Quanto intensamente nelle altre nazioni europee ci si dedica a monitorare in modo capillare l’entità del contagio e a prendere con rapidità le necessarie drastiche azioni di contenimento? I numeri resi pubblici e le cose fatte fin qui ci dicono che la risposta è: troppo poco. Anche perché quelle azioni, una volta intraprese, hanno un costo epocale, e i governi lo sanno.

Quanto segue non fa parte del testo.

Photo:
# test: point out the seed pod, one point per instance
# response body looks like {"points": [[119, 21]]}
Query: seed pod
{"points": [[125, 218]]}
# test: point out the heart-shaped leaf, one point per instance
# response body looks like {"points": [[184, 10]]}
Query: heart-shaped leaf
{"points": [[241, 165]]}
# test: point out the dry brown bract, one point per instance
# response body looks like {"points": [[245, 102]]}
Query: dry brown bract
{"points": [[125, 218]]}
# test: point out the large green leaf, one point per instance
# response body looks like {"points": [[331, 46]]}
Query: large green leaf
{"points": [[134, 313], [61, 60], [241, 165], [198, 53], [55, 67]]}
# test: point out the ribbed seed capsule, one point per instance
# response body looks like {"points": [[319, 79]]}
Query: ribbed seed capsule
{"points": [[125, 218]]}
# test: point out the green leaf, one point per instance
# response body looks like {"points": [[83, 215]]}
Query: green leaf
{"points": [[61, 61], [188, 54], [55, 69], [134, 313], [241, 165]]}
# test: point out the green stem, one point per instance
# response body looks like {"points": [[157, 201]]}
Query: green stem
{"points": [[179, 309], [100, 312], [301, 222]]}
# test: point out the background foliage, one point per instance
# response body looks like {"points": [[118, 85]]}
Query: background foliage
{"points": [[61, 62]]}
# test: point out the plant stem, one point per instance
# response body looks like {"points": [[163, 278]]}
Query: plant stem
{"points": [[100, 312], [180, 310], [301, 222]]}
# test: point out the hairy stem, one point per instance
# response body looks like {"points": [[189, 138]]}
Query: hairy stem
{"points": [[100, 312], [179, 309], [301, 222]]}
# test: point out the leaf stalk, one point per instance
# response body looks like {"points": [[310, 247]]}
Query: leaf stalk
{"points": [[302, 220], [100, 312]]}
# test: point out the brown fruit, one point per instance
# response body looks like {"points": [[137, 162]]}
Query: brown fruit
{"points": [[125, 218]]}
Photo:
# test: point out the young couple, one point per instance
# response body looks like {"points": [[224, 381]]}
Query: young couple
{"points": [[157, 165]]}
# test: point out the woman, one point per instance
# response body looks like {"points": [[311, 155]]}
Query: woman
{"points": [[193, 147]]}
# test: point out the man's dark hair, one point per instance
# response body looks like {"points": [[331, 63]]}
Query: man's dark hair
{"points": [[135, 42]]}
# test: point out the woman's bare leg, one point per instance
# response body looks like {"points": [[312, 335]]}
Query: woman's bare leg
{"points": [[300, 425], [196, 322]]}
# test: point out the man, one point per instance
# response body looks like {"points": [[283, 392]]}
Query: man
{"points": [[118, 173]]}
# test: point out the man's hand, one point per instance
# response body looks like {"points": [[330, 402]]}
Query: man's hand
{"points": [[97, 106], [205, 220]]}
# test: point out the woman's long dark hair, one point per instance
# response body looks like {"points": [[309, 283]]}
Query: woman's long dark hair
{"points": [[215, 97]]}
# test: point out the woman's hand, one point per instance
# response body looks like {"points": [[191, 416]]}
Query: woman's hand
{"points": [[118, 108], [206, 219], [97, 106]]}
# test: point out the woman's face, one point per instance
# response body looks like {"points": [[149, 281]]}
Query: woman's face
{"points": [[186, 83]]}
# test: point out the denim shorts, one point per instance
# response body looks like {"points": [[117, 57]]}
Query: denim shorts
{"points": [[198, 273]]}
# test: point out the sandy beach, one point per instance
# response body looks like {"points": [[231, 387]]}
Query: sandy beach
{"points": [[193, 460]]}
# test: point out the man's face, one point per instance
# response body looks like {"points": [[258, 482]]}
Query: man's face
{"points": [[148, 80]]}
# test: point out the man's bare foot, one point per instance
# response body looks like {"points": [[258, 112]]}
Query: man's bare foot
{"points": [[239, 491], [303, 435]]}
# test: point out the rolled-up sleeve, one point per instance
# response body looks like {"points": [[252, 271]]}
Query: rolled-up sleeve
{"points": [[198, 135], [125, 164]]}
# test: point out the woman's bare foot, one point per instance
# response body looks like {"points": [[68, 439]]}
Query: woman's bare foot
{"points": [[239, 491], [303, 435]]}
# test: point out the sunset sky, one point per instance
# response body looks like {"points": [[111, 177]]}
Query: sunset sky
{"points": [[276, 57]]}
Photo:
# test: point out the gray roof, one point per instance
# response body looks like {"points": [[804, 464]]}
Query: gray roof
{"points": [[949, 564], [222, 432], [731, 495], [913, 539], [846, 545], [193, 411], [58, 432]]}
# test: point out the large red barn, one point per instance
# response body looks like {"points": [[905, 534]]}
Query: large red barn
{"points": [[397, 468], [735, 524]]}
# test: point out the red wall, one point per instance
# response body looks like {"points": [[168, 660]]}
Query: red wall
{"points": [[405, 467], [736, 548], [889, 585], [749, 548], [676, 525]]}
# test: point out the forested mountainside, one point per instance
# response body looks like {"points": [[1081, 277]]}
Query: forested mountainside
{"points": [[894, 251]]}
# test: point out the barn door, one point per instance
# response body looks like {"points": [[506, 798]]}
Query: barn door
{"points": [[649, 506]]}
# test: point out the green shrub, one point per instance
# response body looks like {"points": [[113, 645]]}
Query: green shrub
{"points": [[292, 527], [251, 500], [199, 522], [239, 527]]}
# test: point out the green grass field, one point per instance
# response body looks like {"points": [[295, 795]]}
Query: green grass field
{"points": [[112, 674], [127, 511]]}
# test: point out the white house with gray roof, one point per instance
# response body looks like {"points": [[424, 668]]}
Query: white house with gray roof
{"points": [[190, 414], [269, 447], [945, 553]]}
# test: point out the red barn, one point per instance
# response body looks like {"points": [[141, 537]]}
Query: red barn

È come se si avesse onta a trattare il fenomeno nella sua gravità per timore delle inevitabili ripercussioni sociali ed economiche. È come, cioè, se in tempi di globalizzazione la salute dell’economia finisse per essere considerata prioritaria rispetto a quella della popolazione. È un criterio diverso rispetto a quello applicato in Italia, ma sembra affacciarsi in tutta la sua chiarezza. Anche in questo caso, è impossibile calcolarne le conseguenze. In termini di gestione della cosa pubblica viene prima la salute dei cittadini o l’economia?

Attorno a questa domanda si agitano in questi giorni i dubbi e le incertezze delle cancellerie, con perimetri di sensibilità diversi che provengono dalle caratteristiche specifiche di ciascuna nazione e dalla personalità dei loro leader di governo. Ecco, le caratteristiche di ciascuna nazione vengono fuori prima di tutto, preso atto che l’Europa come entità politica non esiste e non esisterà ancora per lungo tempo.

Quali caratteristiche sta mostrando il nostro popolo in questo drammatico frangente? Quelle di sempre: solidarietà, flessibilità – che sconfina spesso nel disordine – e una voglia incontenibile di vincere anche la guerra più difficile guardando dritto negli occhi il nemico.  Motivo per cui questa guerra la vinceremo.